WARNING: Spoilers ahead for Star Realms: Rescue Run and For Steam and Country; this post assumes you have read both books.
Recently, I finished reading my social media buddy Jon Del Arroz’s new book For Steam and Country. This story, featuring the daughter of a famed adventurer inheriting an airship and getting drawn into a massive war, was rather satisfying to read, and it is a welcome addition to any fantasy fan’s collection, and I hope Del Arroz continues the series. However, after I finished the book, I noticed something about the characterizations: the men are men and the women are women, quite unlike his previous novel, where he reversed the roles of male and female.
On the surface, it seems like we’re on track for another you-go-grrl type: Zaira is the daughter of a famous adventurer and war hero, she manages her own farm so she has a bit of physical strength, she trades snide words with her male childhood friend James, and she even inherits her father’s airship. On top of that, Talyen von Cravat, a female officer in the Grand Rislandian Army, is said to be one of that army’s finest officers; it helps that she often accompanied Zaira’s father on his adventures.
However, by Chapter 4, it is made clear that Zaira is no Mary Sue, no Rey the Jedi.
In a fit of overconfidence, she accidentally pilots her airship into territory controlled by the Wyranth Empire — whom Rislandia is at war with. This prompts the Wyranth to not only damage the airship with anti-aircraft fire, but advance into Rislandia itself and destroy her farm. To make matters worse, James’ parents are killed by enemy soldiers. Furthermore, she is not the best at combat, whether hand-to-hand or gun-to-gun — she spends about as much time avoiding the enemy as fighting them. Zaira gets feelings for James, and also gets a bit jealous when the princess talks to him.

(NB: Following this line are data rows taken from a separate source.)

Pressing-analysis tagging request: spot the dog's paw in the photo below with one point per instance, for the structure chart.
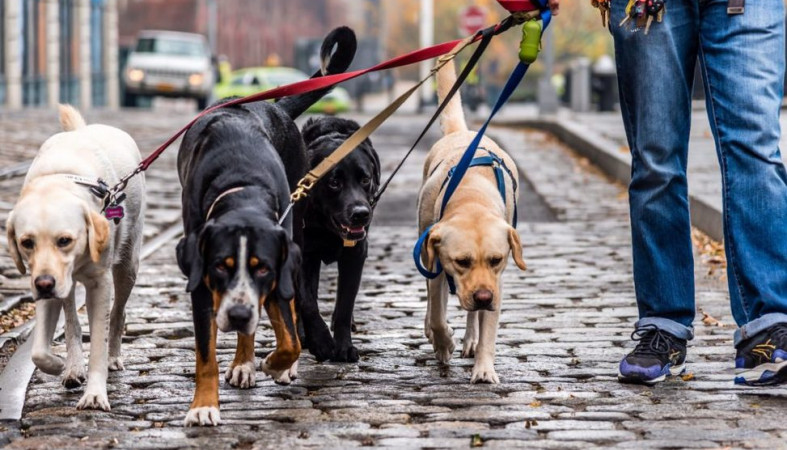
(484, 373)
(321, 344)
(204, 416)
(116, 364)
(49, 363)
(468, 348)
(443, 347)
(242, 375)
(279, 376)
(294, 370)
(94, 399)
(74, 376)
(345, 352)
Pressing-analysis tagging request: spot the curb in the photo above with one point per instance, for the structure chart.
(606, 155)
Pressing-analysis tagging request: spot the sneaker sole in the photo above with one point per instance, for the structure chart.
(633, 379)
(763, 375)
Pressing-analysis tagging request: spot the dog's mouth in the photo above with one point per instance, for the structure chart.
(350, 232)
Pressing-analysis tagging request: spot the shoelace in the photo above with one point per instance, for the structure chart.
(779, 335)
(652, 341)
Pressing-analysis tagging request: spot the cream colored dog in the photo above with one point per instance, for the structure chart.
(58, 229)
(472, 240)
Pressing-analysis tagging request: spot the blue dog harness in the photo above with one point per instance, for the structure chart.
(457, 172)
(498, 166)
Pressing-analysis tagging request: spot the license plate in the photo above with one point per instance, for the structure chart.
(166, 87)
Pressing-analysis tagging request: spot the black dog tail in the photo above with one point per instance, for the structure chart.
(343, 38)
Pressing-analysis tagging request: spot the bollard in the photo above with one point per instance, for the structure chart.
(580, 85)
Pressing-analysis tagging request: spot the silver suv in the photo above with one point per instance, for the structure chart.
(169, 64)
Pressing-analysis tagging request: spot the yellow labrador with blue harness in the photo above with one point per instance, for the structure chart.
(470, 240)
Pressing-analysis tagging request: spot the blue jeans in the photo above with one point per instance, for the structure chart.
(742, 61)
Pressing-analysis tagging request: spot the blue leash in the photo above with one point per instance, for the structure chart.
(458, 172)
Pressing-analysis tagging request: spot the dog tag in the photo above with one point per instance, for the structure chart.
(114, 212)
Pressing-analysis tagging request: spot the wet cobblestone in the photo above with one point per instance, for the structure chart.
(564, 326)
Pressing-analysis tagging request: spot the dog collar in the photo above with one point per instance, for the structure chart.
(222, 195)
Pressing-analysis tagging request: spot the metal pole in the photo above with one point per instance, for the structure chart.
(427, 39)
(212, 25)
(547, 97)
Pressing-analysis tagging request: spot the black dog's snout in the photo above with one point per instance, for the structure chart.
(45, 284)
(360, 215)
(239, 316)
(483, 299)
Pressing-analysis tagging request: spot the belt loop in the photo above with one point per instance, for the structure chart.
(735, 7)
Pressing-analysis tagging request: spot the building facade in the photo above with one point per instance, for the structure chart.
(58, 51)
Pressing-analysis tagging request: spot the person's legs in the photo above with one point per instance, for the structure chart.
(655, 76)
(742, 58)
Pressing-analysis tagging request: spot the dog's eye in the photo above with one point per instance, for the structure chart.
(464, 263)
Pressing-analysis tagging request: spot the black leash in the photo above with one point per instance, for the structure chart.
(486, 38)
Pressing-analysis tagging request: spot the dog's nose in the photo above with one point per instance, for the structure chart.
(360, 215)
(45, 284)
(239, 316)
(483, 299)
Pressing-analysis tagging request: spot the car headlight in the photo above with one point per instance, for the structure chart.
(136, 75)
(196, 79)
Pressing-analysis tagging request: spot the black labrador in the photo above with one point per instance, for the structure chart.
(237, 166)
(336, 221)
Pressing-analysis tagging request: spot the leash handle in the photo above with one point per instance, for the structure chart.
(464, 163)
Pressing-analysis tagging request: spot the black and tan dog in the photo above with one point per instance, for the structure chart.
(237, 166)
(337, 218)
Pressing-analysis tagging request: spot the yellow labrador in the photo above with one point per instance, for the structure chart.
(471, 241)
(57, 228)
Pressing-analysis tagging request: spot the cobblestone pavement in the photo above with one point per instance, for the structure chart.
(564, 326)
(704, 172)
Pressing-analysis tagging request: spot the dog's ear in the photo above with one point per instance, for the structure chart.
(432, 246)
(516, 248)
(12, 247)
(97, 234)
(289, 268)
(190, 259)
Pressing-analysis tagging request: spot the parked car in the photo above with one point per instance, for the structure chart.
(244, 82)
(169, 64)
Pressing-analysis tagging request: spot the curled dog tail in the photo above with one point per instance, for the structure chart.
(70, 119)
(452, 118)
(343, 38)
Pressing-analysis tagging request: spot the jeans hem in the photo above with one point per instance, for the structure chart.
(758, 325)
(670, 326)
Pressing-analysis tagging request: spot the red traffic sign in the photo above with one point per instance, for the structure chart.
(471, 19)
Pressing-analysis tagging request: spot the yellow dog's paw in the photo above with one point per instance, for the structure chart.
(484, 373)
(204, 416)
(94, 400)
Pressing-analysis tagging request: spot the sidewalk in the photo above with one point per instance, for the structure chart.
(601, 138)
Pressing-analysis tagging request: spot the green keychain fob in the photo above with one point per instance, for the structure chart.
(531, 41)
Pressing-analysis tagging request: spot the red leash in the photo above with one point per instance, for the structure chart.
(301, 87)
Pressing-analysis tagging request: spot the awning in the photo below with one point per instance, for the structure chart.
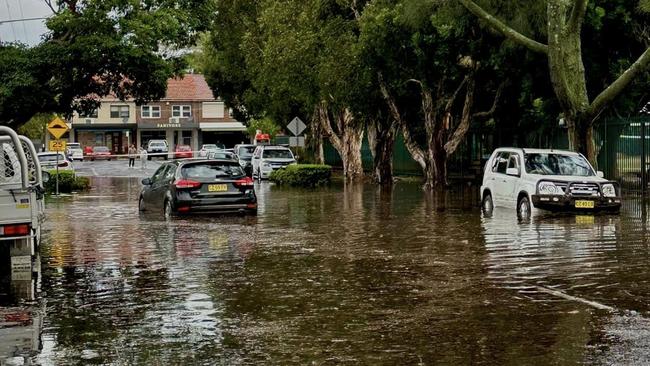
(222, 126)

As for Talyen, she doesn’t feel comfortable enlisting women in the army, and she harbors a strong, sentimental crush on Zaira’s father. Talyen von Cravat and Zaira’s father even kiss near the end, much to Zaira’s disgust. As icing on the cake, Zaira’s late mother was a duchess that her father had rescued while on a mission.
In this story, the traditional roles and attitudes of male and female are largely adhered to in spite of Talyen. Baron von Monocle isn’t shown to be some kind of fraud or buffoon, James’ desire to train as a knight isn’t undercut by some random Mary Sue (or the princess) embarrassing some random macho jerk, and even Talyen doesn’t have any resentment about being one of the few women in the Grand Rislandian Army. Even the Wyranth men restrain themselves around women due to a sense of chivalry. The sexual and social differences between men and women were not treated as wrong or bad.
Contrast the above with the sheer over-the-top androgyny of Star Realms: Rescue Run, where the hero is a tough-as-nails fighting woman with a heart of ice and the man is a sensitive, almost pacifistic fellow deeply concerned about the plight of his father’s laborers. It is, in many ways, the thematic opposite of For Steam and Country.
In a pop culture landscape dominated by rough and tough women, For Steam and Country stands out not just for bucking the trend, but keeping the story satisfying to read while doing so. Del Arroz wrote a suitably feminine girl without making her passive or obnoxious. She wasn’t perfect at everything; like comparable male characters, she made mistakes and learned from them. She got crushes and felt romantic jealousy. She realized her limitations, but worked around them. Sci-fi and fantasy can stand to benefit from more Zairas and fewer Reys.